Kim Crosby (Original Cinderella), Robert Westenberg (Original Wolf/Cinderella's Prince), Danielle Ferland (Original Little Red) and Ben Wright (Original Jack) each eventually took the spotlight to sing their signature songs from the show. It was almost too much for a show queen's fragile heart to handle. Kim Crosby (who looked amazing and still sounds like she's 28) sang "On the Steps of the Palace", followed by an anecdote about her seemingly endless round of ITW auditions and how she superstitiously wore the same dress to all of them. She jokingly speculated that they finally gave her the job so that she would be able to afford a new outfit.
After a perfect rendition of "Hello, Little Girl" (original choreography included), Robert Westenberg reminisced about the evolution of his anatomically correct Wolf costume, and how it took Ann Hould-Ward several attempts before settling on a version that didn't completely distract the audience into oblivion. Danielle Ferland added that as a young innocent, the Wolf's costume provided her a unique education while simultaneously scarring her for life.
At this point, the audience was in such a state of unbridled ecstasy, we almost (I said ALMOST) forgot that we had now gone almost an hour without any trace of the main attraction...the First Lady of the American Musical Theatre...the witch from next-door...Bernadette Peters! Then finally, after what felt like an eternal 20-minute intermission, out she came, greeted by a frenzied standing ovation. (I seriously died. Twice.)

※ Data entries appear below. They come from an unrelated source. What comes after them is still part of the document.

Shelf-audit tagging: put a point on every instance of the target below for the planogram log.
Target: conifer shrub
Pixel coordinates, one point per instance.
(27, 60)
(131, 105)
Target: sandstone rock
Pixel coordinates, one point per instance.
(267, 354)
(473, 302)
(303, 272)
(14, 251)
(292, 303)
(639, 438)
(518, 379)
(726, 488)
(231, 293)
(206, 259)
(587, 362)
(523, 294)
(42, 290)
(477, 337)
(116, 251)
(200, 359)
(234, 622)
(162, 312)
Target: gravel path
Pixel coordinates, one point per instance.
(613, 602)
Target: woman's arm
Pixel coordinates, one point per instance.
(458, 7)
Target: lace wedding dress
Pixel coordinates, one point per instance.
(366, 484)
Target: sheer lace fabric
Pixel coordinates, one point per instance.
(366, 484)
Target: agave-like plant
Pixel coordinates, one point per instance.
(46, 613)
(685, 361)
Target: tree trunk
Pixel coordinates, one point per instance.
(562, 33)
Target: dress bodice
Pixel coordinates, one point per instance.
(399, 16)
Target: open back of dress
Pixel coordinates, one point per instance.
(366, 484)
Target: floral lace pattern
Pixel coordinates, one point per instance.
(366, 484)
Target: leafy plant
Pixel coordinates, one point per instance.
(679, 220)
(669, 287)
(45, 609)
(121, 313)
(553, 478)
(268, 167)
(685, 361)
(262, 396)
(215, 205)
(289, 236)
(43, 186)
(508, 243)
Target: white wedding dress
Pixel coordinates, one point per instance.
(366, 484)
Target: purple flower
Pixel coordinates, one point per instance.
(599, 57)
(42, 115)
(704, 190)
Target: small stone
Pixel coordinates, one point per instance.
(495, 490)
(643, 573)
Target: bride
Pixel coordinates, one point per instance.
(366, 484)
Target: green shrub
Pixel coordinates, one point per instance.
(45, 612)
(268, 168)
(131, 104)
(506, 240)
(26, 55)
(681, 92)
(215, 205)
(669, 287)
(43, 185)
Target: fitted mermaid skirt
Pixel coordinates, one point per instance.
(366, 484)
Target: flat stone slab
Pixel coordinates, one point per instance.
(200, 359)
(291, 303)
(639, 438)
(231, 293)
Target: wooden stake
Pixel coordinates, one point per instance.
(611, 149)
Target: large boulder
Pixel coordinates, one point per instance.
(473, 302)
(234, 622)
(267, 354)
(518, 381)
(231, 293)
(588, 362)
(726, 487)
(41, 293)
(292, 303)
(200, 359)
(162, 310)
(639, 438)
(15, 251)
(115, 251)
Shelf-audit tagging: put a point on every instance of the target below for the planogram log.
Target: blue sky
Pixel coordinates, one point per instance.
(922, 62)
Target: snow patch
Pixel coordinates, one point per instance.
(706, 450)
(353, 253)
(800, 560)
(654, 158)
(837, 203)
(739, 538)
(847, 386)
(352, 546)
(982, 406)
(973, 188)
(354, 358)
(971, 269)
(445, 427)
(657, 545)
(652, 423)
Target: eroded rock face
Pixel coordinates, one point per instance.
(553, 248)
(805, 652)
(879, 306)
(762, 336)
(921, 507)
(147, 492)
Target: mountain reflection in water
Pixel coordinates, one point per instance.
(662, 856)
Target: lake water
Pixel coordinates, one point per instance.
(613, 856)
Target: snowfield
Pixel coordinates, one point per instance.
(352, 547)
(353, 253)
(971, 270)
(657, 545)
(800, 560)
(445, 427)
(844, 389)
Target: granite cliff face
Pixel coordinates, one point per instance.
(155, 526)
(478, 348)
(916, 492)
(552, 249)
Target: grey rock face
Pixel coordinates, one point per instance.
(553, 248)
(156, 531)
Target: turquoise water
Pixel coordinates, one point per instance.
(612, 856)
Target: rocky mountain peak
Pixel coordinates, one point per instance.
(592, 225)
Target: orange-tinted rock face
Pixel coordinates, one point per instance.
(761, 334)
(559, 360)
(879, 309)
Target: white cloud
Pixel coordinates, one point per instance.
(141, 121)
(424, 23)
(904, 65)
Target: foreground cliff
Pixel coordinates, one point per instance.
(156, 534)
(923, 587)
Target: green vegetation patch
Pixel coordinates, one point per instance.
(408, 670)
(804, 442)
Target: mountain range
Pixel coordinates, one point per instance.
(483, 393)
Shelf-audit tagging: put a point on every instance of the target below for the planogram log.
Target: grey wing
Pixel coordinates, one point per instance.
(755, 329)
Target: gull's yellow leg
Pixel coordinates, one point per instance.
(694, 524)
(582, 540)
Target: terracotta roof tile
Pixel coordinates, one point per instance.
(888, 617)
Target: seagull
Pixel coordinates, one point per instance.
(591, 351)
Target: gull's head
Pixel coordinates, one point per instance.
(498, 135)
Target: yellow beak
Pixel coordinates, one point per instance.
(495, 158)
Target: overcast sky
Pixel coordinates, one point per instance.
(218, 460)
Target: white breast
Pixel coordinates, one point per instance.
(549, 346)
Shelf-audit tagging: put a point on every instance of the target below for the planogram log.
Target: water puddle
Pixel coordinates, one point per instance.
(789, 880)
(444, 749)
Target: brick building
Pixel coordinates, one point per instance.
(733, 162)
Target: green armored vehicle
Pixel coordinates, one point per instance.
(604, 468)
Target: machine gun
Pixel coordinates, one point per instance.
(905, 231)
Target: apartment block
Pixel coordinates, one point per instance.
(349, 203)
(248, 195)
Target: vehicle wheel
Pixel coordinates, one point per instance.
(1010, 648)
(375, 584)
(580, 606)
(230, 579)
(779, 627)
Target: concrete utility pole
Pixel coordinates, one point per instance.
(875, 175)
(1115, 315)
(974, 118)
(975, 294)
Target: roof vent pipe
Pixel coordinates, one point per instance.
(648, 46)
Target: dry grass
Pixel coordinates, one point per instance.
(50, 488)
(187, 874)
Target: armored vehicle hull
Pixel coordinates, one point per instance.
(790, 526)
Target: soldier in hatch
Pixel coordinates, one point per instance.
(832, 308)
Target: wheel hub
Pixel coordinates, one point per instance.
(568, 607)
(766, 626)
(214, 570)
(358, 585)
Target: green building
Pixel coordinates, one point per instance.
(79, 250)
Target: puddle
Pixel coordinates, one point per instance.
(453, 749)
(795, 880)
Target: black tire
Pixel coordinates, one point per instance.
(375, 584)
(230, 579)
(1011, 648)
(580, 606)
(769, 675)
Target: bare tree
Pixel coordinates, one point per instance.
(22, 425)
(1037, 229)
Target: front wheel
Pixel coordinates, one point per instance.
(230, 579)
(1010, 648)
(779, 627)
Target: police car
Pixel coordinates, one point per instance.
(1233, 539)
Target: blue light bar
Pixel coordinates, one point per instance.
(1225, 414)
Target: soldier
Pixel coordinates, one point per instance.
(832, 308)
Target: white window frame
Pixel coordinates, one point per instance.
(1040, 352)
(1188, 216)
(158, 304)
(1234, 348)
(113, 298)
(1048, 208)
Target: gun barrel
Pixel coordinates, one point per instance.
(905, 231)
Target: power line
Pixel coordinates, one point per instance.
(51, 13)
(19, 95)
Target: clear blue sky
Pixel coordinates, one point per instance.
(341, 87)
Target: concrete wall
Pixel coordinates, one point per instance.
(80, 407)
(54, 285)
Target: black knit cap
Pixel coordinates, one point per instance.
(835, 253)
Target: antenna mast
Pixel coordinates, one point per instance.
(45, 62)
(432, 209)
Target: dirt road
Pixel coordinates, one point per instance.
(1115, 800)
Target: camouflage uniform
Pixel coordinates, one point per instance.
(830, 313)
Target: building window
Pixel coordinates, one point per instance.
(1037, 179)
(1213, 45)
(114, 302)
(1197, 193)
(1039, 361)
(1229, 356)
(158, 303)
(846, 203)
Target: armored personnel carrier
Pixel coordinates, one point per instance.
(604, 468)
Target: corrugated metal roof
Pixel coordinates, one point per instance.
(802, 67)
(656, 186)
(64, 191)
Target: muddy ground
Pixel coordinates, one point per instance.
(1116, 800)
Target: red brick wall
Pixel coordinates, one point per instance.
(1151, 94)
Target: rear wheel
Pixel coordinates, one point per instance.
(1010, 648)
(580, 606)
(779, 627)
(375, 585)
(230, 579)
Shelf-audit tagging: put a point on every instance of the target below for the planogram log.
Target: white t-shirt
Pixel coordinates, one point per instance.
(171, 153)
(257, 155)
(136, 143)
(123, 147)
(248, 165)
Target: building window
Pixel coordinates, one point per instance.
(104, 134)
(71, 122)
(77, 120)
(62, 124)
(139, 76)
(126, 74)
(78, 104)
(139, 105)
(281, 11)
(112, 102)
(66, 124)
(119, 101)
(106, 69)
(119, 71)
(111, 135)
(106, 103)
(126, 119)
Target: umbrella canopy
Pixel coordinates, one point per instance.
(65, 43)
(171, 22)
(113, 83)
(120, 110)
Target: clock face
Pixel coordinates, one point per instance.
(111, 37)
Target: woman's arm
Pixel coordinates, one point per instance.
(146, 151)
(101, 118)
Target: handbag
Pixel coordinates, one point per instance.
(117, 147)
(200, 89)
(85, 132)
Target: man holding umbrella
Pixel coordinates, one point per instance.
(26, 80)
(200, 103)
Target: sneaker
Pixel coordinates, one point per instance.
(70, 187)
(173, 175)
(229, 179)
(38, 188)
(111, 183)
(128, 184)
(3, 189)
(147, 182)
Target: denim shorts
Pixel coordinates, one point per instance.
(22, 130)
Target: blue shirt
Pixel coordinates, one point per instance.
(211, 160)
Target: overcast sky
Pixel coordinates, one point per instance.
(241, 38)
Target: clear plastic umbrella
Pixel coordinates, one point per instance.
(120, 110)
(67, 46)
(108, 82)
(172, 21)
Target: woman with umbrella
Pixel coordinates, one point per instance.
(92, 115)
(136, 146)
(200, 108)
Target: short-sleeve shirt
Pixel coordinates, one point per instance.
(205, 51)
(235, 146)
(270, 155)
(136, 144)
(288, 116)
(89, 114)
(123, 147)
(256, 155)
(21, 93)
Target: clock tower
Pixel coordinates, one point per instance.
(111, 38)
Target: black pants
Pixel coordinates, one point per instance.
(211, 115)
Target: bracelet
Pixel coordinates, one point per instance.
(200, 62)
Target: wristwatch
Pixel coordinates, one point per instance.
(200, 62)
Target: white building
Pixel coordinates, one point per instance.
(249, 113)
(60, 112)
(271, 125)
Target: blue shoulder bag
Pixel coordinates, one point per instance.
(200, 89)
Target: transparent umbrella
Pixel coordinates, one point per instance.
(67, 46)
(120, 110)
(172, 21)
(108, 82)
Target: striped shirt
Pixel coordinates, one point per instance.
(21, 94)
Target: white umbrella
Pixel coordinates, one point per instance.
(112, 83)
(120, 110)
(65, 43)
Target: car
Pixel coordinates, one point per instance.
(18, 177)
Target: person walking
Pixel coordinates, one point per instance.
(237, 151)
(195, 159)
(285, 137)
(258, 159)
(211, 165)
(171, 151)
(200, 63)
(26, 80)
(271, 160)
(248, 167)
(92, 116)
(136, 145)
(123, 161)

Now, can someone please tell me why Bernadette Peters still appears to be in her mid-to-late 30's? It was cute about 25 years ago. Then around the early 2000's it was just really impressive. Now it's just bizarre. I mean, she looks incredible! I'm pretty sure she eats babies, but, like, can someone tell me what kind? I must have the recipe. Anyway, I digress...
Bernadette spoke of her introduction to the show and how she eventually came to accept the role. And in one of the many highlight moments of the reunion, sandwiched between Sondheim and Lapine, under a giant mop of glorious red curly perfection and with a bit of persuasion from our trusty Mo Rocca, Bernadette pulled from behind her chair a pointy plastic nose which she then applied to her porcelain-like face and proceeded to deliver a flawless a cappella rendition of "The Witch's Rap". (AAAAAAAAHHHHHHHHH!!!!!!!!!!!!!!!! Dead.)
By now, the entire audience was levitating above their seats. Bernadette moved center stage and sang "Stay With Me," which was so magical it could only have been followed by Joanna Gleason's highly anticipated showstopper, "Moments in the Woods". To close the show, the entire cast came together one last time for a full-out performance of "Your Fault/Last Midnight" into "No One is Alone/Finale (Act II)". It was without a doubt every crazy, die-hard ITW psycho-fan's ultimate wish come true.
In summation, I am dead now. Please forward my mail to gay Heaven. Thank you.